COURSE TITLE: ECE 510-20 Seminar - Adaptive Filters (Winter 2004)
CATALOG DESCRIPTION: Applications of adaptive filtering, linear prediction, lattice filters, LMS algorithm, least squares filtering, reduced-rank filters, convergence analysis
REQUIRED TEXT: S. Haykin, Adaptive Filter Theory, Prentice-Hall, 2002.
COURSE DIRECTOR: M. Honig
COURSE GOALS: To provide first-year graduate students with an understanding of design and performance analysis techniques for adaptive filters in telecommunications applications.
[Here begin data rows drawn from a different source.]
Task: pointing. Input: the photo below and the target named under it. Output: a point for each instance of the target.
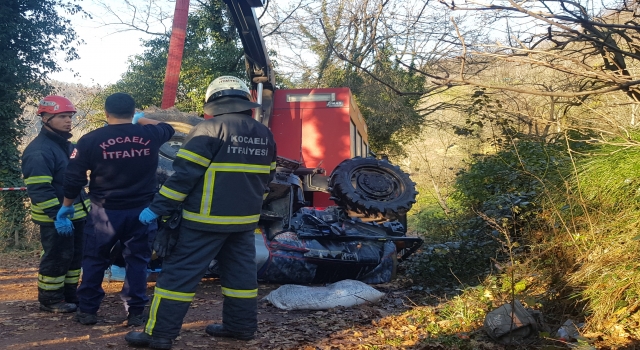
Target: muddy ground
(24, 326)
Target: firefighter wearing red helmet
(221, 174)
(43, 164)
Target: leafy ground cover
(404, 319)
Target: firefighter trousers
(183, 269)
(103, 229)
(60, 264)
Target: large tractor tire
(372, 187)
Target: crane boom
(259, 68)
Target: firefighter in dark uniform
(122, 158)
(43, 164)
(221, 176)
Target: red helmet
(55, 104)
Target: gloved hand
(65, 212)
(167, 236)
(64, 227)
(166, 240)
(147, 216)
(137, 116)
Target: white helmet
(226, 86)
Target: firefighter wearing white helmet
(227, 94)
(44, 162)
(221, 174)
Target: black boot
(218, 330)
(144, 339)
(59, 307)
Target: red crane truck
(333, 212)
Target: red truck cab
(318, 128)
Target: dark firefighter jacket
(221, 175)
(44, 162)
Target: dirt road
(24, 326)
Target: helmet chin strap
(62, 133)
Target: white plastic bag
(343, 293)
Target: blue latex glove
(147, 216)
(137, 116)
(64, 227)
(65, 212)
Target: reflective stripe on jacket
(44, 162)
(221, 174)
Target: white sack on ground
(344, 293)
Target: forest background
(517, 120)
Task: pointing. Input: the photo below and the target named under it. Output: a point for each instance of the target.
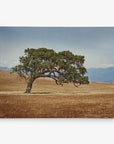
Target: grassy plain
(49, 100)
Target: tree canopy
(63, 67)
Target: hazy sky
(95, 43)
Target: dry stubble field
(49, 100)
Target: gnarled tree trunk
(29, 85)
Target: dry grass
(95, 100)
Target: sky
(95, 43)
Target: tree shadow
(41, 93)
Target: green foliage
(63, 67)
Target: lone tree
(63, 67)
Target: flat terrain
(47, 99)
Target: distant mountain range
(95, 74)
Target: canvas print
(56, 72)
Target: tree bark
(29, 85)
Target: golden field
(49, 100)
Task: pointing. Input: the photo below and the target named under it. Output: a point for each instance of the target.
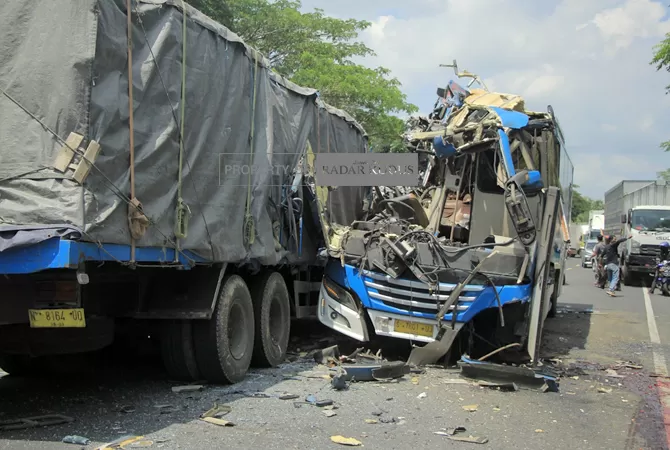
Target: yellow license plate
(416, 328)
(57, 318)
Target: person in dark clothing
(601, 278)
(611, 261)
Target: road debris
(351, 442)
(188, 388)
(77, 440)
(505, 387)
(455, 435)
(126, 442)
(34, 422)
(525, 376)
(214, 414)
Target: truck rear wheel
(178, 352)
(17, 365)
(273, 319)
(224, 344)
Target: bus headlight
(339, 294)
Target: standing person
(597, 261)
(611, 261)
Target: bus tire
(177, 350)
(17, 365)
(224, 343)
(272, 310)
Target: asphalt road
(128, 396)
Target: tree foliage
(661, 60)
(315, 50)
(581, 205)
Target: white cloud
(588, 59)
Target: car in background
(587, 254)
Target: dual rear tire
(247, 325)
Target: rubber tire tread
(177, 350)
(212, 352)
(262, 290)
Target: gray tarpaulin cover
(65, 63)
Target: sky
(588, 59)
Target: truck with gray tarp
(183, 204)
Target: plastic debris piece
(471, 439)
(188, 388)
(78, 440)
(217, 411)
(507, 387)
(34, 422)
(351, 442)
(217, 421)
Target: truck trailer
(474, 259)
(182, 205)
(640, 209)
PREREQUISITES BY COURSES: ECE 359 and ECE 422
PREREQUISITES BY TOPIC:
ITEM 1: Probability and random processes
ITEM 2: Frequency-domain (spectral) analysis
ITEM 3: Familiarity with z-transforms.
COURSE TOPICS:
1. Applications of adaptive filters
2. Linear prediction
3. Lattice filters
4. The Least Mean Square (LMS) algorithm
5. Least squares filtering
6. Reduced-rank filters
7. Convergence analysis
COMPUTER PROJECTS: Optional.
LABORATORY PROJECTS: None.
GRADES: TBD
COURSE OBJECTIVES: When a student completes this course, s/he should be able to:
1. Compute optimal linear prediction filters from second-order input statistics.
2. Design an LMS algorithm to meet convergence and steady-state performance constraints.
3. Design an adaptive lattice filter, both for prediction and joint-process estimation.
4. Design a computationally efficient Least Squares filter for different applications.
5. Specify convergence and steady-state performance of the preceding techniques by either analysis or simulation.